Step-by-step: how to do it
- Gather the paper text (title, abstract, methods, key results) and open your LLM.
- Ask for a plain-English 1–2 sentence summary of the main claim first.
- Ask the model to give a confidence label (High/Medium/Low) and one-line justification tied to specific cues (sample size, controls, blinding, preregistration, raw data).
- Request 3–6 risk flags (concise bullet list) and 2 practical follow-ups (where to look next: replication, raw data, author correspondence, preregistration, independent review).
- Record the outputs in your spreadsheet (Summary, Confidence, Risk flags, Next steps). Manually verify one flagged item (e.g., check for a preregistration or funding disclosure).
Prompt-style variants (how to ask, not a copy-paste prompt)

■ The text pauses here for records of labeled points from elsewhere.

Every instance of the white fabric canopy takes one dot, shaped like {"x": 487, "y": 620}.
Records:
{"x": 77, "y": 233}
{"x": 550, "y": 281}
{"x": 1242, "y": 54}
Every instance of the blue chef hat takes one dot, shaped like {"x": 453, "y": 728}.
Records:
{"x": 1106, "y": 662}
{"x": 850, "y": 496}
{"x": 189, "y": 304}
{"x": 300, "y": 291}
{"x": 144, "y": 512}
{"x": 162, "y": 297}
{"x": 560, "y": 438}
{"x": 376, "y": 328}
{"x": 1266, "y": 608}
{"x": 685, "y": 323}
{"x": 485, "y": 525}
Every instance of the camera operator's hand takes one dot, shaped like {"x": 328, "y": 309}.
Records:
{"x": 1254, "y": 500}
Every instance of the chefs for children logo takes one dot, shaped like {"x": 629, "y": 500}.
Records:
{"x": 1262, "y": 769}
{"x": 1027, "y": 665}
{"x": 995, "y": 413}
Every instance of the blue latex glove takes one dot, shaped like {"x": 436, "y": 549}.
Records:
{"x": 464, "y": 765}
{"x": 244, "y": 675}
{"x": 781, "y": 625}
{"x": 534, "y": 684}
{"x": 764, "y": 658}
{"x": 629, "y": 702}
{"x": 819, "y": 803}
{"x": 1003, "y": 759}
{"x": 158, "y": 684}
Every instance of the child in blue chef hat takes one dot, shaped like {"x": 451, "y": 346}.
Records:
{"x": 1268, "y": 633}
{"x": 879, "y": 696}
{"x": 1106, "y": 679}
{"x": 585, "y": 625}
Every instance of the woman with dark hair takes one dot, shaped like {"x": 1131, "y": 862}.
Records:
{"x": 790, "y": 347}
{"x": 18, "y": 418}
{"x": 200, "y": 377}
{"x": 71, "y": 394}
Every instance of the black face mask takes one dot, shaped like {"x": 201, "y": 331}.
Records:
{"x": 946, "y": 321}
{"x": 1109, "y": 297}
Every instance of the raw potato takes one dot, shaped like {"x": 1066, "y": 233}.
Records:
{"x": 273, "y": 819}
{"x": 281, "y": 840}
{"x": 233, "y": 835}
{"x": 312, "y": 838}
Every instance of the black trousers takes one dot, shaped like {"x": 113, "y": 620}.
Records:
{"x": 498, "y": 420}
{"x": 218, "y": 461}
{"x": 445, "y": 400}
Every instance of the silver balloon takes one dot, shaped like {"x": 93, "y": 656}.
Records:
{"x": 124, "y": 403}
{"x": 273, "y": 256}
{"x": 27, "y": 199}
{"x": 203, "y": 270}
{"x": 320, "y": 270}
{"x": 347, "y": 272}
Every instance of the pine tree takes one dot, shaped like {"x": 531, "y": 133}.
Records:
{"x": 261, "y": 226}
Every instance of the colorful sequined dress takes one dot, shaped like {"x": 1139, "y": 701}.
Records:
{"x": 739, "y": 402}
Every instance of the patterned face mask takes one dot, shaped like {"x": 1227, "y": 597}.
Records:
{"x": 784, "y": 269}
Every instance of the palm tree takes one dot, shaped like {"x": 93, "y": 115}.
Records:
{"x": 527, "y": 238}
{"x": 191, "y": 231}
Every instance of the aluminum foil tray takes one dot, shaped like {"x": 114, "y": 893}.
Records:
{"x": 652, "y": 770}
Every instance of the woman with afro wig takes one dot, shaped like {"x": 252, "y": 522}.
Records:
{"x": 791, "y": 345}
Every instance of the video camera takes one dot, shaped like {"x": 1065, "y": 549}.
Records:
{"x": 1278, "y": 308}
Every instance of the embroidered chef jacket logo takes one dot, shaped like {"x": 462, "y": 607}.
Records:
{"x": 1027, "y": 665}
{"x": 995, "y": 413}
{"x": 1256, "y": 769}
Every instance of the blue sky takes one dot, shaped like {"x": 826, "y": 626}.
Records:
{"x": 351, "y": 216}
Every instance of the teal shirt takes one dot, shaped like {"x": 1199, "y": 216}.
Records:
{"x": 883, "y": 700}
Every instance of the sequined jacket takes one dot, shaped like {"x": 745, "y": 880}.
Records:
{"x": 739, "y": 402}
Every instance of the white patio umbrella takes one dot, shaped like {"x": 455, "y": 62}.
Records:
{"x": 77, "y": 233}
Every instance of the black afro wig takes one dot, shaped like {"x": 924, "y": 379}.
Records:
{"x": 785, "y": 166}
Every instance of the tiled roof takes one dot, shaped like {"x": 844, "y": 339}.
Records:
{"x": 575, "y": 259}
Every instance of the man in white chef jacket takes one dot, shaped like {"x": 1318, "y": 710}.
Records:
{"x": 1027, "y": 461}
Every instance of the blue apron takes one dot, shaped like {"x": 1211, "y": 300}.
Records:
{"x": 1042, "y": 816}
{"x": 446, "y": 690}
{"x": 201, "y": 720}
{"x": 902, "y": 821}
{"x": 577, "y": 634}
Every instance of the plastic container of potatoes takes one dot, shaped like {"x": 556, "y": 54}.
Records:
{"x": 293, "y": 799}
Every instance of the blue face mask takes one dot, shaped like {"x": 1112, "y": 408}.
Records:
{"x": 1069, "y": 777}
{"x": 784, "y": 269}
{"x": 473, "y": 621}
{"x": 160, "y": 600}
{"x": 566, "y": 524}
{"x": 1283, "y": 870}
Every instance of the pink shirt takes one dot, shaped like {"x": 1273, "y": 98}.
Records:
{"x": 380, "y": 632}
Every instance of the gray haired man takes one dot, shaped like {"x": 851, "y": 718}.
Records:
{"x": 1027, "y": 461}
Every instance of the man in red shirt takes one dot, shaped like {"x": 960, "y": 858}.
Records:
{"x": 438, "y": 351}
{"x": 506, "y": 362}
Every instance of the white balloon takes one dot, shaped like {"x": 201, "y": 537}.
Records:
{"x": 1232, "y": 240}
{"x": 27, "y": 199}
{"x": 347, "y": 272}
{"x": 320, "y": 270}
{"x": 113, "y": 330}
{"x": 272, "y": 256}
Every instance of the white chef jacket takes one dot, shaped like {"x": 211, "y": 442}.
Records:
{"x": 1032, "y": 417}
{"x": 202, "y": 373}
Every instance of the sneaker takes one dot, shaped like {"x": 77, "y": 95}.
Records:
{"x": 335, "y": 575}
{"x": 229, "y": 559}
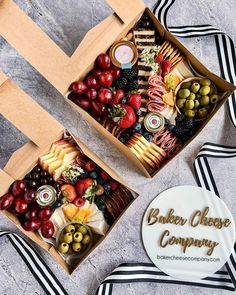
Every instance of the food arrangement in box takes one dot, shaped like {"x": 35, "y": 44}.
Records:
{"x": 143, "y": 91}
{"x": 68, "y": 199}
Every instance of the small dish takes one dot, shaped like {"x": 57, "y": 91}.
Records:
{"x": 190, "y": 79}
{"x": 84, "y": 248}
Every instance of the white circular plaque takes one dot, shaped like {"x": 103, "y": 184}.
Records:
{"x": 188, "y": 232}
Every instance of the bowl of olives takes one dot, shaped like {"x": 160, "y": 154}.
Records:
{"x": 74, "y": 239}
{"x": 196, "y": 98}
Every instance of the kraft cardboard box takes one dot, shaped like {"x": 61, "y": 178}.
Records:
{"x": 61, "y": 70}
{"x": 42, "y": 130}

- Short — ask for a 1–2 sentence summary and a one-line confidence label with justification.
- Checklist — ask the model to tick off a checklist: sample size adequacy, randomization/blinding, appropriate stats, conflicts of interest, data availability, preregistration.
- Batch — for multiple papers, ask for the same 4 outputs per paper (summary, confidence, top 3 risk flags, one next-step) and paste each paper sequentially; export results to a spreadsheet for KPI tracking.
What to expect: Most LLM outputs are helpful triage — they’ll flag obvious problems quickly. But expect occasional misses (nuanced stats, domain-specific methods). If Confidence=Low or you see 2+ serious flags, plan a manual check or an expert consult before using the result in a decision.
Clarity in your questions builds confidence in the answers — keep requests structured, record the outputs consistently, and use the LLM to prioritize human follow-up.